Perth Auxiliary Bishop Don Sproxton has written a pastoral letter to West Australian Catholics urging parishes to “prayerfully consider the issues around mental health that our brothers and sisters experience in our midst”. Source: eRecord.
Statistics from 2017 show that close to one in five Australians have experienced symptoms of a mental health issue.
“Despite the progress made over the past decade, the stigma associated with mental illness still exists in our community,” Bishop Sproxton wrote in his Pastoral Letter.
“People living with a mental illness are often isolated, have difficulty accessing employment, and have disrupted family, social and peer networks as highlighted in the recently launched Australian Catholic Bishops' Social Justice Statement for 2018-19, 'Place to call Home’.”
Bishop Sproxton said that improving our communication around mental ill-health and suicide is vital, as stigmatising language can prevent people from seeking help.

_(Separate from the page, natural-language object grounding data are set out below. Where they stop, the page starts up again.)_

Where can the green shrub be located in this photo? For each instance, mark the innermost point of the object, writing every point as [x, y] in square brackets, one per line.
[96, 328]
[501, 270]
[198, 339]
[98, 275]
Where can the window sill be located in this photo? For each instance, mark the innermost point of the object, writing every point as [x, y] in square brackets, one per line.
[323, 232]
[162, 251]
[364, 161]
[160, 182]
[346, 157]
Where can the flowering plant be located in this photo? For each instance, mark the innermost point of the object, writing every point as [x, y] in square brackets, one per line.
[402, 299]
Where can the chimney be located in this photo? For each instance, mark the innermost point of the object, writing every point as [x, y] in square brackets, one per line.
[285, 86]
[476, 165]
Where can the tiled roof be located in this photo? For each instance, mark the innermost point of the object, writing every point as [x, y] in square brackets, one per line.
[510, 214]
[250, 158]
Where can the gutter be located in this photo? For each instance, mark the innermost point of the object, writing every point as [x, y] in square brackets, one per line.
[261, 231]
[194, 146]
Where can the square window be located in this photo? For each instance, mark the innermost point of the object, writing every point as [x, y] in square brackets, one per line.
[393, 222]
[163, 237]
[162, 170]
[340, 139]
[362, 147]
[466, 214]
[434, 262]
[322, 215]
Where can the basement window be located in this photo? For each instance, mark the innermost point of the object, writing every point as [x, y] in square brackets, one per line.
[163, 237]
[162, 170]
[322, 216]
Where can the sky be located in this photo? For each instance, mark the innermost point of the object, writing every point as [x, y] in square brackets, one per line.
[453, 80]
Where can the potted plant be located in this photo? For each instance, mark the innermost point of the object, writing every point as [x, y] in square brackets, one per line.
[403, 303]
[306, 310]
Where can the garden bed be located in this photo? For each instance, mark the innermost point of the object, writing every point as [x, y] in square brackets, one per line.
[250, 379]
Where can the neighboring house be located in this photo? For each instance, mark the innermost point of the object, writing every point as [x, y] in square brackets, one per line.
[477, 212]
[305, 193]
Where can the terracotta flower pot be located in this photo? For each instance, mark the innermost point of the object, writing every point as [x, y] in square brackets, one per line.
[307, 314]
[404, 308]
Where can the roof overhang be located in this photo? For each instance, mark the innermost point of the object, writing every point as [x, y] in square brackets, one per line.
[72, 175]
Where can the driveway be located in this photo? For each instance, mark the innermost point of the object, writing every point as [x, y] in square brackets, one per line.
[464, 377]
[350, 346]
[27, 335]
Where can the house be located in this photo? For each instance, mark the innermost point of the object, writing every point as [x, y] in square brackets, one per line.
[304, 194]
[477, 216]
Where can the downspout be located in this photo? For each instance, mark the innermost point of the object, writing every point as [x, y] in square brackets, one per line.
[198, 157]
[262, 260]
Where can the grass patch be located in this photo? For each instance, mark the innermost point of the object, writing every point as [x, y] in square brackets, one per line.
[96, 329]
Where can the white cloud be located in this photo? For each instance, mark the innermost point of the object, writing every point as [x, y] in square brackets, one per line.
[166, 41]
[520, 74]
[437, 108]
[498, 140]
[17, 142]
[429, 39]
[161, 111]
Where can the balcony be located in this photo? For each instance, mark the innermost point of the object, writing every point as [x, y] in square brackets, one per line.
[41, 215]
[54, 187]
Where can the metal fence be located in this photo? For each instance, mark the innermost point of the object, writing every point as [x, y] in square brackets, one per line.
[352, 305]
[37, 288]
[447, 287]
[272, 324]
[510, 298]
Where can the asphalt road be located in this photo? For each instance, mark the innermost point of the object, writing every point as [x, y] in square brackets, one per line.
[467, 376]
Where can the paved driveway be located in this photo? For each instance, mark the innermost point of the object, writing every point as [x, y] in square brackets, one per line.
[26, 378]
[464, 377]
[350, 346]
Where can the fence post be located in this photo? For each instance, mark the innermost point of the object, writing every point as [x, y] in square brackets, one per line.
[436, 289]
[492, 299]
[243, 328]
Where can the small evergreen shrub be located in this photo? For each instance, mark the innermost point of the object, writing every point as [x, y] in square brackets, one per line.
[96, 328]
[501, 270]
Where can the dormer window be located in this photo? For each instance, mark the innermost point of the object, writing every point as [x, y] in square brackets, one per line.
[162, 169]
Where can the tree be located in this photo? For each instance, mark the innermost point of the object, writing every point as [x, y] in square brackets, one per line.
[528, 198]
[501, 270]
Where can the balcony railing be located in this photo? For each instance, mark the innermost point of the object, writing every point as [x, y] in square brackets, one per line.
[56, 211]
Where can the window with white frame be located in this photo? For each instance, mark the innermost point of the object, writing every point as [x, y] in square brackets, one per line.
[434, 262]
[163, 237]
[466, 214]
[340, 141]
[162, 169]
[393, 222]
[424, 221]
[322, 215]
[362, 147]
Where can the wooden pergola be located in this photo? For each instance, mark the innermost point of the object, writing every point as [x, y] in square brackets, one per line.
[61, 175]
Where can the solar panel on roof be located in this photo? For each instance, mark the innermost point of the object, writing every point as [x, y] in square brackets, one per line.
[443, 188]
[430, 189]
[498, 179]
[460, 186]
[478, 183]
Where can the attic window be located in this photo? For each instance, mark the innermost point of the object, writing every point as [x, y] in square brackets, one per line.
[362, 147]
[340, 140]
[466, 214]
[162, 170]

“Mental health and wellbeing crosses language and cultural divides,” Bishop Sproxton said. “By supporting individuals and families holistically and in partnership, we build stronger communities that flourish as a whole.”
The best way people can spread the word about positive mental wellbeing and seeking support needed, Bishop Sproxton explained, is by attending or holding a local event or awareness activity in parishes, workplaces or schools during Mental Health Week.
“I ask that your parish community take the opportunity on the weekend of 6 to 7 October to prayerfully consider the issues around mental health that our brothers and sisters experience in our midst.”